Kreisheimatstube
Der langjährige Günzburger Landrat und Bezirkstagspräsident Georg Simnacher, der zahlreiche kulturelle und volkskundliche Projekt in Bayerisch Schwaben zum Leben erweckt hat, begann um 1980 mit konkreten Planungen zur Schaffung eines kleinen Freilichtmuseums in Mittelschwaben, in dem bedrohten ländlichen Bauten Asyl gewährt werden sollte, um sie damit für spätere Generationen zu bewahren. Untrennbar mit diesem Gedanken verband er die Vorstellung, dass sich dies dauerhaft nur erfolgreich erreichen lasse, wenn es gelingt neues Leben in die alten Gebäude zu bringen. Innerhalb weniger Jahre entstand so ein Erfolgsprojekt das seinesgleichen sucht. Es wurde und ist bis heute ein Zentrum für vielfältigste Beschäftigung mit dem Leben unserer Vorfahren, mit dem Ziel deren Tätigkeiten und Traditionen fortzutragen und sie für uns Heutige sichtbar, greifbar und nutzbar zu machen. Es geht hier um alle Arbeiten des täglichen Lebens, um Lebensmittelverarbeitung, um Kochen, Backen und Konservieren, Mosten und Bierbrauen, um Kleidung und Textilien, Nähen und Stricken, um Schafhaltung und Imker, Drechsler, Krippenschnitzer und Maler, Sänger und Musikanten, Märchenerzähler und Mundartdichter, um Beisammensein und Miteinander.

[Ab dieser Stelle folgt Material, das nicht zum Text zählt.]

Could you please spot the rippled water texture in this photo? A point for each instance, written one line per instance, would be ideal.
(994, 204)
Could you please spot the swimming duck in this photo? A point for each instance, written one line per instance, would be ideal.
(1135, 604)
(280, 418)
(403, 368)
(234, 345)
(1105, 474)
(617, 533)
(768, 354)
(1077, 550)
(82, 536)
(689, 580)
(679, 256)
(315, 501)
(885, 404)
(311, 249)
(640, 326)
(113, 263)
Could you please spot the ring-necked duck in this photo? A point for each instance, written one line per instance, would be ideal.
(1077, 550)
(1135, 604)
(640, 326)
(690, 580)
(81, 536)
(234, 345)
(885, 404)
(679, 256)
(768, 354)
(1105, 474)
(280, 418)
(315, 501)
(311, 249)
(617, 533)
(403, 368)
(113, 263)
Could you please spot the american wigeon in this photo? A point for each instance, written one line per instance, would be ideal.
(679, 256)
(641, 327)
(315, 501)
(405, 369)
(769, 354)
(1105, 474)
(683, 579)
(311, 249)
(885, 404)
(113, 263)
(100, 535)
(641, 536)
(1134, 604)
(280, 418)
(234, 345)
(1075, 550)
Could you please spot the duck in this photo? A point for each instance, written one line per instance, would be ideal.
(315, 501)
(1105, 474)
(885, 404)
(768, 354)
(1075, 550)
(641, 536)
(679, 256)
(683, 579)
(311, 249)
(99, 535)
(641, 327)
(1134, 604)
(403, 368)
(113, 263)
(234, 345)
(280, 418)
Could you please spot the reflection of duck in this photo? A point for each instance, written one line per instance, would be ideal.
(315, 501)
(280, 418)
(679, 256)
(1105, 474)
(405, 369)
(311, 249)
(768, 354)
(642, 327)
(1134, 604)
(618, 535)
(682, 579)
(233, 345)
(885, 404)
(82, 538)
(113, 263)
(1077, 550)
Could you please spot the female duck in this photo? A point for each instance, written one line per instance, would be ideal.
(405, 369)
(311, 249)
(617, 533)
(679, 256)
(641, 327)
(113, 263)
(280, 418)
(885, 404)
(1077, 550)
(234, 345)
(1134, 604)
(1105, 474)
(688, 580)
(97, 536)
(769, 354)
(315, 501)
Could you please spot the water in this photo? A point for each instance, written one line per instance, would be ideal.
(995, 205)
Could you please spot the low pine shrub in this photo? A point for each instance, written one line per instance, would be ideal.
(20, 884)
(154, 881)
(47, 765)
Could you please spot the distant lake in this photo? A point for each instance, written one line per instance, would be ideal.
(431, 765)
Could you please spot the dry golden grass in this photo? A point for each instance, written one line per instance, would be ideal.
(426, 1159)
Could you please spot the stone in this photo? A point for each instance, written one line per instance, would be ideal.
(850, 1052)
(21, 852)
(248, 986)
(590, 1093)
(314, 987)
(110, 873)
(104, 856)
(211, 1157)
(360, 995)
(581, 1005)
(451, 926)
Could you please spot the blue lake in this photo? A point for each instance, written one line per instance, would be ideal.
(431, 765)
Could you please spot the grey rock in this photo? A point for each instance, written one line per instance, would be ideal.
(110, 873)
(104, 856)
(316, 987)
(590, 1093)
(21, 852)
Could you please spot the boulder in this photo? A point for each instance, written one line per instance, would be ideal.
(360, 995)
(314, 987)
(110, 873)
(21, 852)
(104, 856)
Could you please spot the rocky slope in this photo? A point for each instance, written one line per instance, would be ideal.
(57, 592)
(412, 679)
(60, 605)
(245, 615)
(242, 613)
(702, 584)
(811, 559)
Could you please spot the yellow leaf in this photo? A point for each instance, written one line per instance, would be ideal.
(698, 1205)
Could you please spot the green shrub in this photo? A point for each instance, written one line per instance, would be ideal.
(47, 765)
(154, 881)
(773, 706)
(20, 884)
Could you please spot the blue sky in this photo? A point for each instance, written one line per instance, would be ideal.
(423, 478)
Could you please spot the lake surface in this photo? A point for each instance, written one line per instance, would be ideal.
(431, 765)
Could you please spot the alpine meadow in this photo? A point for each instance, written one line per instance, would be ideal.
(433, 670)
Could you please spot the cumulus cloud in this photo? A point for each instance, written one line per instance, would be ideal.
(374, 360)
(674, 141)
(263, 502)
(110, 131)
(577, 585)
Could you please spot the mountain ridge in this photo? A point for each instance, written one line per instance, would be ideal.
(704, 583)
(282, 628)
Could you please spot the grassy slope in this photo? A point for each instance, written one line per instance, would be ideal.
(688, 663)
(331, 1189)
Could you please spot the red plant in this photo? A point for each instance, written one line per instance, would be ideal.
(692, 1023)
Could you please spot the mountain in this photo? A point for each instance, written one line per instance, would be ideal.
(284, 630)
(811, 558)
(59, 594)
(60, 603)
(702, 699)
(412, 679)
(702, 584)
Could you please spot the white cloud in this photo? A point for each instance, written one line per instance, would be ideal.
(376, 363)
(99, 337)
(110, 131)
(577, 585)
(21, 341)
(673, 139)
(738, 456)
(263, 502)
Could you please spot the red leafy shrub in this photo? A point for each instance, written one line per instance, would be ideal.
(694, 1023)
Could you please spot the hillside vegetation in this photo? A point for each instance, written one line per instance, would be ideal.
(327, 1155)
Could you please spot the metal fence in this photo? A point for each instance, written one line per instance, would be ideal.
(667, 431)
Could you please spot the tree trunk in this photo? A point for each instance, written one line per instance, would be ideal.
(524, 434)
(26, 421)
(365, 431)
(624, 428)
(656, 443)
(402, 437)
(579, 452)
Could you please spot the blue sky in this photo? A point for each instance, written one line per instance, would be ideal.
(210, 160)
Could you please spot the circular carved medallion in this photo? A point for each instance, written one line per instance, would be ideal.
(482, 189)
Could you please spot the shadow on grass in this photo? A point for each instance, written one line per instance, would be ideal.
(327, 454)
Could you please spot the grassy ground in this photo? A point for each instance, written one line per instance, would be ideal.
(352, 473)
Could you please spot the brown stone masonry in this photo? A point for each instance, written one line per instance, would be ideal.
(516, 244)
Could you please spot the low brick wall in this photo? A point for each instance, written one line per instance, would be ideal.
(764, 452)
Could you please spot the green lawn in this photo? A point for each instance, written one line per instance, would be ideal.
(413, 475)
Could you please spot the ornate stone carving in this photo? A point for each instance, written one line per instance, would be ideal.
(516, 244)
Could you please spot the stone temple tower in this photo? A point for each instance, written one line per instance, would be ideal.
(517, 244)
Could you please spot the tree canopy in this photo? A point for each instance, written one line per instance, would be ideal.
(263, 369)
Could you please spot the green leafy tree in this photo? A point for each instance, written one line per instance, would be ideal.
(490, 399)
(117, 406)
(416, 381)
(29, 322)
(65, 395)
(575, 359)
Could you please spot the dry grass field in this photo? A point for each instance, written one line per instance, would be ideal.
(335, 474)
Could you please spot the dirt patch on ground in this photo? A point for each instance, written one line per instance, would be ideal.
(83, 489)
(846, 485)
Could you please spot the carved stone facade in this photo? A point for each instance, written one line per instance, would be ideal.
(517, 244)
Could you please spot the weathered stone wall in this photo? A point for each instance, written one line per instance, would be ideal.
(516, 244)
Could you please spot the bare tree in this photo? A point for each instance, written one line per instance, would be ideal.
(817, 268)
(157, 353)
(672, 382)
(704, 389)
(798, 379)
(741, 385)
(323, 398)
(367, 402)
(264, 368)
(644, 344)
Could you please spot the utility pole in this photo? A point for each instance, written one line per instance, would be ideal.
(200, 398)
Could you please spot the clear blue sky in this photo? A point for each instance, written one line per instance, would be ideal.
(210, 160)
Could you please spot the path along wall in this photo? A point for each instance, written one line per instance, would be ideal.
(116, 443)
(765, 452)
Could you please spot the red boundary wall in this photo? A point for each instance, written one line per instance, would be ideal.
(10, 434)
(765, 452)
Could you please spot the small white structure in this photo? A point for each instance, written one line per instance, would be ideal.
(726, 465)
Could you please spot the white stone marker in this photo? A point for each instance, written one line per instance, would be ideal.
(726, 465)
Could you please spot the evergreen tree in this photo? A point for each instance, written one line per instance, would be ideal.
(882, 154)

All das funktioniert seit über vier Jahrzehnten bestens, mit kleinem Etat aber mit viel persönlichem Einsatz der Leiterin Barbara Mettenleiter-Strobel und ihren ehrenamtlich tätigen Mitarbeitern.
Bei allen die an diesem Projekt beteiligt waren oder sind möchte ich mich und sollten wir uns alle, recht herzlich bedanken.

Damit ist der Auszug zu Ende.